Every investor would love to stumble upon the perfect stock. But will you ever really find a stock that provides everything you could possibly want?
One thing's for sure: You'll never discover truly great investments unless you actively look for them. Let's discuss the ideal qualities of a perfect stock, then decide if Quicksilver Resources (NYSE: KWK ) fits the bill.
The quest for perfection
Stocks that look great based on one factor may prove horrible elsewhere, making due diligence a crucial part of your investing research. The best stocks excel in many different areas, including these important factors:
- Growth. Expanding businesses show healthy revenue growth. While past growth is no guarantee that revenue will keep rising, it's certainly a better sign than a stagnant top line.
- Margins. Higher sales mean nothing if a company can't produce profits from them. Strong margins ensure that a company can turn revenue into profit.
- Balance sheet. At debt-laden companies, banks and bondholders compete with shareholders for management's attention. Companies with strong balance sheets don't have to worry about the distraction of debt.
- Money-making opportunities. Return on equity helps measure how well a company is finding opportunities to turn its resources into profitable business endeavors.
- Valuation. You can't afford to pay too much for even the best companies. By using normalized figures, you can see how a stock's simple earnings multiple fits into a longer-term context.
- Dividends. For tangible proof of profits, a check to shareholders every three months can't be beat. Companies with solid dividends and strong commitments to increasing payouts treat shareholders well.
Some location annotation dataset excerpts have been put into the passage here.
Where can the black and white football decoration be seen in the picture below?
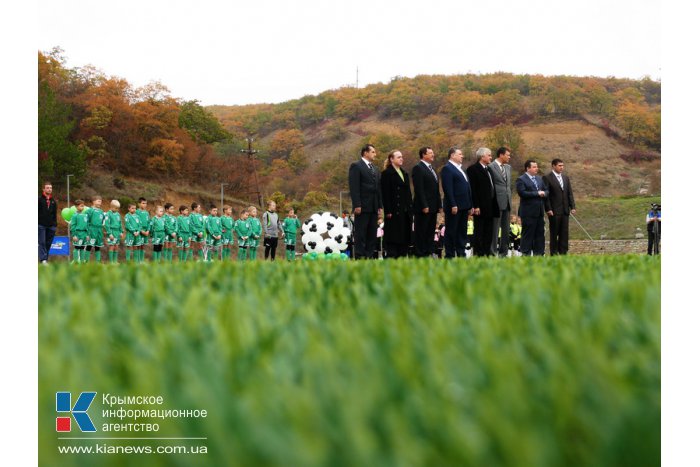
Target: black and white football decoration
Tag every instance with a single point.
(324, 232)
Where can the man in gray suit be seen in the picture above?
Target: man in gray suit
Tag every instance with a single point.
(501, 176)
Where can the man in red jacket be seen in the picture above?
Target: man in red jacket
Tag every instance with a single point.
(47, 222)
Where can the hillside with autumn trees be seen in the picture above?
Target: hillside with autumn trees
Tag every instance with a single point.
(117, 139)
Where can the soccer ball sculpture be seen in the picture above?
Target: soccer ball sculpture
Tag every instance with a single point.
(324, 233)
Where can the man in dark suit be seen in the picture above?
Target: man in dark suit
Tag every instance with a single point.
(501, 176)
(558, 205)
(457, 204)
(366, 196)
(426, 202)
(532, 194)
(47, 222)
(485, 204)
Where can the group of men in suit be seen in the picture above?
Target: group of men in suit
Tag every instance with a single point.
(482, 191)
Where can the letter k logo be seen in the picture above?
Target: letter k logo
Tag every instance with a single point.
(79, 411)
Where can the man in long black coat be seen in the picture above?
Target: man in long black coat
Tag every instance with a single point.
(426, 202)
(396, 196)
(47, 222)
(366, 195)
(485, 203)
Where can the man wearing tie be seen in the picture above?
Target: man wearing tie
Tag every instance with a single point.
(558, 204)
(426, 202)
(457, 204)
(485, 204)
(366, 196)
(501, 176)
(532, 194)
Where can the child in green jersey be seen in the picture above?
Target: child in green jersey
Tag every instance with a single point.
(227, 232)
(170, 232)
(183, 232)
(78, 231)
(157, 229)
(142, 240)
(243, 230)
(114, 229)
(214, 233)
(290, 227)
(96, 220)
(255, 232)
(197, 229)
(132, 225)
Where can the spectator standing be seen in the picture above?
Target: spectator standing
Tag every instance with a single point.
(558, 204)
(271, 228)
(485, 204)
(47, 222)
(365, 192)
(502, 180)
(532, 194)
(396, 196)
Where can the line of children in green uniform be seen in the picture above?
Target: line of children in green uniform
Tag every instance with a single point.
(213, 238)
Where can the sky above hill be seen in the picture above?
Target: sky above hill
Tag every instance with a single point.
(232, 52)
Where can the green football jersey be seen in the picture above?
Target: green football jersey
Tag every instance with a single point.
(183, 226)
(157, 227)
(170, 225)
(132, 223)
(196, 223)
(143, 219)
(255, 227)
(96, 218)
(227, 223)
(213, 226)
(242, 228)
(79, 222)
(291, 226)
(113, 223)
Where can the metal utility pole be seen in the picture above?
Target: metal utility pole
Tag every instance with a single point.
(251, 152)
(222, 196)
(68, 187)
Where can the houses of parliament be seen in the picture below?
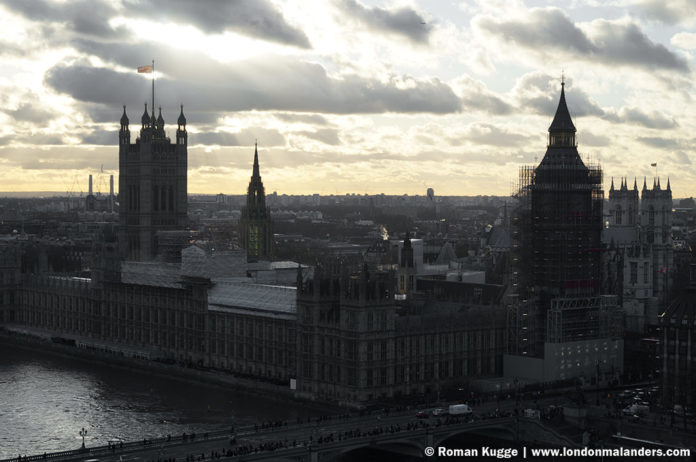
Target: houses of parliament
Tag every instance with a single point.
(334, 331)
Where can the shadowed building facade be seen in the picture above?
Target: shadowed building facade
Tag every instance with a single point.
(559, 315)
(255, 224)
(152, 184)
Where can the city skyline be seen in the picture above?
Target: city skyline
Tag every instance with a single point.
(348, 96)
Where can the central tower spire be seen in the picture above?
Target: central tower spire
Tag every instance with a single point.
(562, 131)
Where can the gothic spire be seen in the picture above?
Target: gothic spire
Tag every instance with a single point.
(256, 173)
(124, 117)
(182, 118)
(146, 117)
(562, 121)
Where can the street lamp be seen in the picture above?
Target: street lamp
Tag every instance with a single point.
(83, 433)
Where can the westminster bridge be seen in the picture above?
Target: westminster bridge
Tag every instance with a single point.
(324, 439)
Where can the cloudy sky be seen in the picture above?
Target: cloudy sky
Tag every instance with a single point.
(360, 96)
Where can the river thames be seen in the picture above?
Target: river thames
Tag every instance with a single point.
(45, 400)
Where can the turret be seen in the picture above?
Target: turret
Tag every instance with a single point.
(159, 125)
(181, 135)
(124, 133)
(562, 131)
(145, 119)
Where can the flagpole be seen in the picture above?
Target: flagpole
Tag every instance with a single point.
(153, 92)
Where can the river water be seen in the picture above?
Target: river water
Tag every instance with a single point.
(45, 400)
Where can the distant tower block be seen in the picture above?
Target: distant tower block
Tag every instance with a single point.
(152, 184)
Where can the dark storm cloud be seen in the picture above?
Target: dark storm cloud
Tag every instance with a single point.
(89, 17)
(101, 137)
(325, 135)
(255, 18)
(610, 43)
(402, 21)
(29, 112)
(269, 83)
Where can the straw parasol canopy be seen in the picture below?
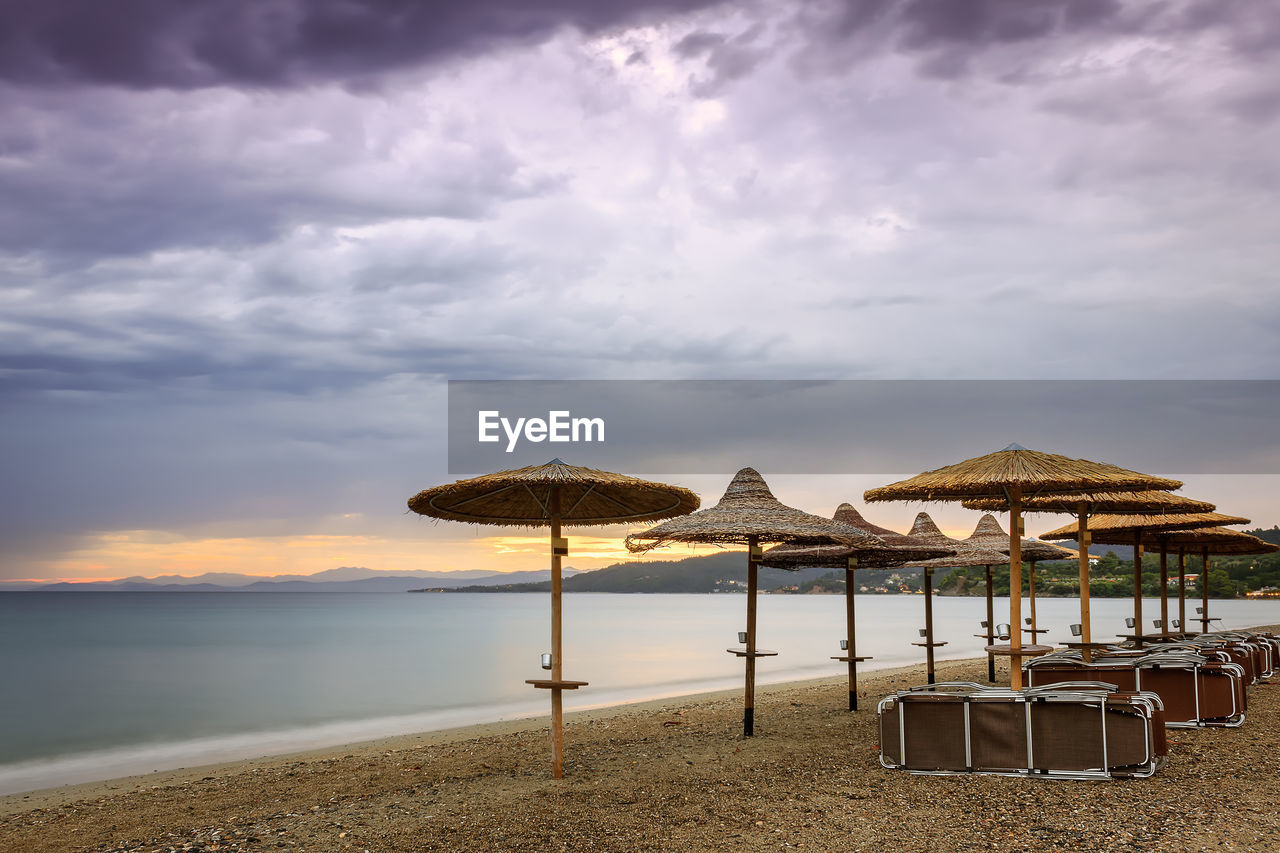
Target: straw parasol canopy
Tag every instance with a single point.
(552, 496)
(1136, 529)
(1150, 501)
(748, 514)
(894, 550)
(1032, 471)
(963, 552)
(749, 511)
(1082, 506)
(890, 548)
(1010, 475)
(1106, 524)
(521, 497)
(1220, 541)
(990, 536)
(961, 555)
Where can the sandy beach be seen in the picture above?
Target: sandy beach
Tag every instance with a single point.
(672, 775)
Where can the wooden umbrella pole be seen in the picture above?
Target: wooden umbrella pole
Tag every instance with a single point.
(1205, 589)
(1015, 587)
(557, 665)
(1031, 589)
(928, 623)
(1082, 539)
(991, 625)
(1164, 584)
(1182, 591)
(853, 644)
(749, 694)
(1137, 585)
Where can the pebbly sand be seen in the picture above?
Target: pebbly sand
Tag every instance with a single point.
(672, 775)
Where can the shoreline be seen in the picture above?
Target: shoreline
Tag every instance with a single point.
(59, 794)
(671, 774)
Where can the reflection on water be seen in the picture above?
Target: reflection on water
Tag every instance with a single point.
(92, 671)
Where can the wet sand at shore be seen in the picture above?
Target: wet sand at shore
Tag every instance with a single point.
(672, 775)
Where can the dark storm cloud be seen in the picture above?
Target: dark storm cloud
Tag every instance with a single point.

With those factors in mind, let's take a closer look at Quicksilver Resources.
What We Want to See
Pass or Fail?
|Growth||5-Year Annual Revenue Growth > 15%||16.3%||Pass|
|1-Year Revenue Growth > 12%||(6.2%)||Fail|
|Margins||Gross Margin > 35%||55.3%||Pass|
|Net Margin > 15%||11.7%||Fail|
|Balance Sheet||Debt to Equity < 50%||158.2%||Fail|
|Current Ratio > 1.3||1.28||Fail|
|Opportunities||Return on Equity > 15%||9.0%||Pass|
|Valuation||Normalized P/E < 20||NM||NM|
|Dividends||Current Yield > 2%||0.0%||Fail|
|5-Year Dividend Growth > 10%||0.0%||Fail|
|Total Score||2 out of 9|
Source: S&P Capital IQ. NM = not meaningful due to negative normalized earnings. Total score = number of passes.
Since we looked at Quicksilver Resources last year, the company's score has dropped by three points. Much weaker figures due to asset write-downs explain much of the drop, but falling revenue is also a bad sign and has definitely contributed to the stock's roughly 65% plunge in the past year.
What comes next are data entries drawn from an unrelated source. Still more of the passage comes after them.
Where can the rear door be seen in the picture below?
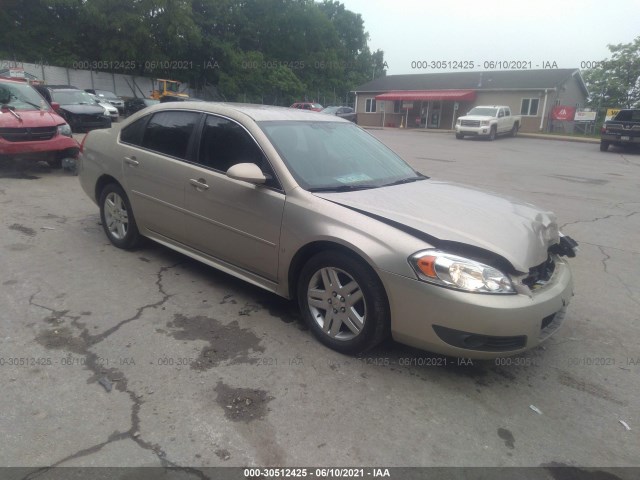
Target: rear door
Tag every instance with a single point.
(234, 221)
(156, 149)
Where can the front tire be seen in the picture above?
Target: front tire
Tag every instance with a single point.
(343, 302)
(492, 134)
(118, 221)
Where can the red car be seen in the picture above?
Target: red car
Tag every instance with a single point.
(30, 128)
(316, 107)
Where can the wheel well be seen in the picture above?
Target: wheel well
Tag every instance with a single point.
(308, 251)
(102, 182)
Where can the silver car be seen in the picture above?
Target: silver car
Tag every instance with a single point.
(313, 208)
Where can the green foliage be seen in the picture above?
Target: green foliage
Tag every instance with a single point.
(615, 83)
(271, 51)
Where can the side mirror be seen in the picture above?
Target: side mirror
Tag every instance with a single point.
(247, 172)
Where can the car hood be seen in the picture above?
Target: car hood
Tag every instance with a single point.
(30, 119)
(83, 109)
(476, 117)
(519, 232)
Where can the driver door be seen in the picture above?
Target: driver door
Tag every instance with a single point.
(231, 220)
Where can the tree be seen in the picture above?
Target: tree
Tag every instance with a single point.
(615, 83)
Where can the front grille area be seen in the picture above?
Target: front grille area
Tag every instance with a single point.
(27, 134)
(483, 343)
(540, 275)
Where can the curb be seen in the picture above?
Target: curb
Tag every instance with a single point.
(540, 136)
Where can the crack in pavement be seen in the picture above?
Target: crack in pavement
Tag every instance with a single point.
(604, 261)
(628, 215)
(62, 338)
(94, 339)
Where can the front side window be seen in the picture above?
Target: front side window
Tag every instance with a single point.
(370, 105)
(169, 132)
(21, 96)
(529, 106)
(224, 143)
(335, 156)
(132, 134)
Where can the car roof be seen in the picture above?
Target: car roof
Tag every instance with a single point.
(256, 112)
(61, 87)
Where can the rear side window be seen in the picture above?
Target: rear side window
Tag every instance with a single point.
(169, 133)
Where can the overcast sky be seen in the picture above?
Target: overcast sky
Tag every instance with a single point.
(567, 32)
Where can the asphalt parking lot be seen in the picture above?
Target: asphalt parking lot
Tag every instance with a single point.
(149, 358)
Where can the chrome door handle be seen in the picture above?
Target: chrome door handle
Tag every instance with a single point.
(200, 184)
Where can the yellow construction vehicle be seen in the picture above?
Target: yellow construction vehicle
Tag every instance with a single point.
(168, 90)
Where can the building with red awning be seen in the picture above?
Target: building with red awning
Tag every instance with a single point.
(436, 100)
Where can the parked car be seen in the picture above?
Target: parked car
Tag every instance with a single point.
(30, 128)
(110, 97)
(316, 107)
(347, 113)
(317, 209)
(76, 107)
(489, 122)
(111, 110)
(623, 130)
(133, 105)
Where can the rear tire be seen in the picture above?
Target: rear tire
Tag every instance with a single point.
(343, 302)
(117, 218)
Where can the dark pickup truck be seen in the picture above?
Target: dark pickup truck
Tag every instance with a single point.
(622, 130)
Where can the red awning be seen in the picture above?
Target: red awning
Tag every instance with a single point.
(458, 95)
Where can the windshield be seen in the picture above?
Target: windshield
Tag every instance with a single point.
(336, 156)
(73, 97)
(21, 96)
(484, 111)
Natural gas has been a terrible place to invest recently. With prices having set decade-long lows earlier this year, even cost-effective producers Ultra Petroleum (NYSE: UPL ) and Southwestern Energy (NYSE: SWN ) have felt the pinch.
But, more recently, gas prices have finally started rising, moving above the $3 level in recent sessions. That's reawakened interest not only in gas-price ETF United States Natural Gas (NYSE: UNG ) , but also in Quicksilver, whose shares have jumped more than 50% off their lows from last month.
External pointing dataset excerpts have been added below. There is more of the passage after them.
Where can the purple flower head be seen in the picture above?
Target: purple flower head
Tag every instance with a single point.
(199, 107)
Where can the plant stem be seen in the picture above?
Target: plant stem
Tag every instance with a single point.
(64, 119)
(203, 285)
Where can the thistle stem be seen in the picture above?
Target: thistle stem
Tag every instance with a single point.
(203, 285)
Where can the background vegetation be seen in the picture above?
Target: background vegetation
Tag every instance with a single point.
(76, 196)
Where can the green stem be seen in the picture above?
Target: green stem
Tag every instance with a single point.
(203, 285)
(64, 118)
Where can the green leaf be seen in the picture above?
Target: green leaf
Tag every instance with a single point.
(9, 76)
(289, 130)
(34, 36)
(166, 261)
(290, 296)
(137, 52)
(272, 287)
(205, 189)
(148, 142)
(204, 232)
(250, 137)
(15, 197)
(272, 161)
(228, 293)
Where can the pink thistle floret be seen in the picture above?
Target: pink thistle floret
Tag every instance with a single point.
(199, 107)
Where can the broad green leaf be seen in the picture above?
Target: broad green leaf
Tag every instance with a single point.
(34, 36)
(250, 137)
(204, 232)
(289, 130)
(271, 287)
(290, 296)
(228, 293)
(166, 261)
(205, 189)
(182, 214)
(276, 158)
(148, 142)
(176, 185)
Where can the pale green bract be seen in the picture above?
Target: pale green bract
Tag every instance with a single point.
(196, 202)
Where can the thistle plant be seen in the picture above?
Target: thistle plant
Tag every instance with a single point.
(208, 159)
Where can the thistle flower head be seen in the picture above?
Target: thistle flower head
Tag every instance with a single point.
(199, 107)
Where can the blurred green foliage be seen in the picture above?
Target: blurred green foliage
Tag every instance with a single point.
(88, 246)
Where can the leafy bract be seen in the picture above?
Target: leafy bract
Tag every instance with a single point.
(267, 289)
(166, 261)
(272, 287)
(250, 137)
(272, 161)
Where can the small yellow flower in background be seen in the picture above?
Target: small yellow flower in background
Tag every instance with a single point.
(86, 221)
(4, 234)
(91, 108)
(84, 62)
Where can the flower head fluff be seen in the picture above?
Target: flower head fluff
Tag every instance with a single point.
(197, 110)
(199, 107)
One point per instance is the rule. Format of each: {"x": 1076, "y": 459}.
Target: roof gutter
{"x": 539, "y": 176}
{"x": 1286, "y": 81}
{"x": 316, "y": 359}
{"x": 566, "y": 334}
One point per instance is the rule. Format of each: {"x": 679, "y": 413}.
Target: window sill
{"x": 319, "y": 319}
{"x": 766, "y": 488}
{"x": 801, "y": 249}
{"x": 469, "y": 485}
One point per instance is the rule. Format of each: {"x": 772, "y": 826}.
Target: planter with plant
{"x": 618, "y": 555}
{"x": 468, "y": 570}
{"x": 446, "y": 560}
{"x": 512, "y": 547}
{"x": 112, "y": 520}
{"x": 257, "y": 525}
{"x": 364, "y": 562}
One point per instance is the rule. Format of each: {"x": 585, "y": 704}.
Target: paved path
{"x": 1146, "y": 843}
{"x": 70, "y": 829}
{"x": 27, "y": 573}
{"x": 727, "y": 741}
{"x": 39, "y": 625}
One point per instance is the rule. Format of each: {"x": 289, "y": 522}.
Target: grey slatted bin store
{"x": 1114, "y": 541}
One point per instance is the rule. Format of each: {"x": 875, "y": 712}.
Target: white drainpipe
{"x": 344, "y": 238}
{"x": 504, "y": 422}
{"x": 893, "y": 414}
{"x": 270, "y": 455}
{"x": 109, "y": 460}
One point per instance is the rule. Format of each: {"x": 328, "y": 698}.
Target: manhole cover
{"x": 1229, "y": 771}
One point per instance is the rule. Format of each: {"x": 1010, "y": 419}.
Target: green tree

Still, Quicksilver faces challenges. Standard & Poor's downgraded the company's corporate credit rating to B-, deep in the junk category, and its senior unsecured debt to CCC+. The downgrade will make it more costly for Quicksilver to get additional credit, or refinance existing debt when it matures.
In the long run, though, what Quicksilver needs, in order to improve, is a more favorable market for natural gas. If prices continue to rise, they could save Quicksilver's future prospects. But if they stay low, Quicksilver could become a casualty of the crowded space.
No stock is a sure thing, but some stocks are a lot closer to perfect than others. By looking for the perfect stock, you'll go a long way toward improving your investing prowess, and learning how to separate out the best investments from the rest.